Sustainable Societies: The Australian Aboriginal Example

Paul R. Ehrlich, Turnbull, Christine | February 11, 2014 | Leave a Comment Download as PDF

Humans entered Australia some 50,000 years ago and quickly dispersed over the entire continent, developing complex cultures with an enviable capacity for living in diverse and often hostile environments. They evolved a complex spiritual life, and maintained the longest known artistic tradition on Earth reaching back approximately 45,000 years.

Aboriginal societies have been thriving in Australia despite climatic changes, which created an ice age and mega-droughts with the corresponding changes in habitable land and, most recently, despite the invasion of Europeans. Population densities no doubt increased during times of abundant food or restriction in habitat, which will have led to resource competition and warfare. Nevertheless Aboriginal societies have continuously survived for some five millennia, without destroying their resource base and while maintaining their cultural traditions. That Aboriginal culture has thrived for so long is surely a testament to its sustainability.

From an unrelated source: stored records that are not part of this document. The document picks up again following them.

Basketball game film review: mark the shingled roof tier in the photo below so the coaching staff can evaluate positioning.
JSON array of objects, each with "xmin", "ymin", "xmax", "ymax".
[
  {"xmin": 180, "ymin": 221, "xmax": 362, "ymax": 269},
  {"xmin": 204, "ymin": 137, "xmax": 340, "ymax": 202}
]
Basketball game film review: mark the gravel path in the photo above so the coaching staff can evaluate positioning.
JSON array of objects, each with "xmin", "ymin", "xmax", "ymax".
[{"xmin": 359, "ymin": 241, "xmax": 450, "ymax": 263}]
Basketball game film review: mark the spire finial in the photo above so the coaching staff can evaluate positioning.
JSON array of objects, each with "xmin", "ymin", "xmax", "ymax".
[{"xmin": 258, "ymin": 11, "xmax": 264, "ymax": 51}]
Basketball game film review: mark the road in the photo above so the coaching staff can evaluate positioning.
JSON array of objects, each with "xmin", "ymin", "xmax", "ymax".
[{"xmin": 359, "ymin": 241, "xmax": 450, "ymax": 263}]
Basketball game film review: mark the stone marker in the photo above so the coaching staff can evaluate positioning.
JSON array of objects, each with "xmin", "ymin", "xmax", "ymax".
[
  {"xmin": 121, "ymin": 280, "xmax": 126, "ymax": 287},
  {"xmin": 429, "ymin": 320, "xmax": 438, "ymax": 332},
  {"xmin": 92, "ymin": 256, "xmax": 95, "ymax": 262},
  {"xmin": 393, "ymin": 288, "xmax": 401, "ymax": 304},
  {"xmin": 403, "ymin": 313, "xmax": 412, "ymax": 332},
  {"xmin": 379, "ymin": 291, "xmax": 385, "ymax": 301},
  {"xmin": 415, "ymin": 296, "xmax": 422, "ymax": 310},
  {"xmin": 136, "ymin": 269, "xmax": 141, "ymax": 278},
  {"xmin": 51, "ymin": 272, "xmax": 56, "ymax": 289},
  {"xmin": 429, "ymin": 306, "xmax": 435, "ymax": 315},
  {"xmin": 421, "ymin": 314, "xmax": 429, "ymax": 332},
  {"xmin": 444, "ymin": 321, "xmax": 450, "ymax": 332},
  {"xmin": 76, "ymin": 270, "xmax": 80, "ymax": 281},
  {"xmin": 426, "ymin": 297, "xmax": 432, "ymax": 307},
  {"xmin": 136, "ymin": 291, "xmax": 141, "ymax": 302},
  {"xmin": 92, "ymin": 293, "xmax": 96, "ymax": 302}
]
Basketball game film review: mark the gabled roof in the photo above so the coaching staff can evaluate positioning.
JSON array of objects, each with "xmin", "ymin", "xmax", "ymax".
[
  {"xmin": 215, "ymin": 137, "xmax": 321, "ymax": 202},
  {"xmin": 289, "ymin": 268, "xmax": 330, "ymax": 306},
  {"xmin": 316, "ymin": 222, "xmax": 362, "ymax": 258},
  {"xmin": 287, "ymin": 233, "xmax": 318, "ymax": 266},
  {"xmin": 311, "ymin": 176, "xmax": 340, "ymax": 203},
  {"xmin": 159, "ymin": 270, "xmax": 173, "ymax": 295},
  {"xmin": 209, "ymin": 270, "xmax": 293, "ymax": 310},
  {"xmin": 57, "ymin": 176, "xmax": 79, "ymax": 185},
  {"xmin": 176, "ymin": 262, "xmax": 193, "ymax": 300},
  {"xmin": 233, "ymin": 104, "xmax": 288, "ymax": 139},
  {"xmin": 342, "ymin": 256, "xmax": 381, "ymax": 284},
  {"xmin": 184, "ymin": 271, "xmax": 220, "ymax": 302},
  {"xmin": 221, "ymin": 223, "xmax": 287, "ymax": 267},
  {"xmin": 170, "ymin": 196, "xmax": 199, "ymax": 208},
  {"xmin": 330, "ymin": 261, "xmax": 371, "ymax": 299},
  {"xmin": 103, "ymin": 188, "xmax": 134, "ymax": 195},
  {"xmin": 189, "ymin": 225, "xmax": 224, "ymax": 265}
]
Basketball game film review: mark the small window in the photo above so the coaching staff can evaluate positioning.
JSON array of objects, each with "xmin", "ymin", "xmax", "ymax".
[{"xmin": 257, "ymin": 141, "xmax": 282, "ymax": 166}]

All this is in stark contrast to the Europeans who in a mere few hundred years profoundly altered most of the continent and, in the process, created many ecological disasters. Widespread soil salination and erosion, deforestation, over-exploitation of water resources, rampant feral animal and exotic weed infestations, extinction of many native animal populations and species, coastal pollution and over-fishing are just some of the current problems created by the Europeans and their technologies. Modern Australia will struggle to sustain its continuously increasing population

This is not to say that Aboriginals did not have substantial impacts on the ecosystems of Australia, both directly, through their use of fire, and indirectly by having a role in the demise of the Australian representatives of the Pleistocene megafauna, which included the giant kangaroos, echidnas, wombats and platypus. This role remains controversial as there were substantial changes in the Australian climate and sea levels throughout the timescale of the megafauna extinctions so that both climate and humans probably had deleterious effects on the survivorship of these large animals.

Aboriginal rock art provides clues about the contact between humans and the megafauna as a variety of paintings depict recognisable renditions of marsupial lions and Genyornis, a giant flightless bird, and careful dating suggests that humans and the megafauna co-existed in some places for many thousands of years. One painting from the NW Kimberley region shows an interaction between an Aboriginal and a marsupial lion. The Aboriginal is either defending himself from an attack using a spear, or hunting the lion. Thus cave art suggests not only the coexistence of Aboriginals with megafauna but also physical interactions with it.

Aboriginal rock art, notably in northern Australia, especially Arnhem Land, has been – and still is – a medium which was important in facilitating Aboriginal sustainability, providing  information on the type and location of food resources, medicines, poisons, and where to find sources of drinking water. Probably the world’s first maps are those which Aboriginals etched into or painted onto rocks, showing the relationships of land formations and temporary and permanent water holes.

The photos here were taken while on a tour of rock art near Injalak with a local Aboriginal guide who explained many of the images. The first reveals a freshwater fish species, the Saratoga, and a long necked turtle, indicating the availability of these delicacies and drinking water in an area that, by interpreting the time-series represented  by surrounding, carefully dated images, showed that it previously had neither. The second depicts a leech with two hand prints which is a warning to newcomers about the hazard of leeches nearby.

Aboriginal communities still use the knowledge portrayed in the ochre drawings and the oral histories passed down through the millennia. We are not so naïve as to suggest that we should all adopt their way of life, but we can learn much about the management of the land and its coastlines from them. Lessons of sustainability learned and honed through thousands of years of cultural evolution on the Australian continent are available for us all.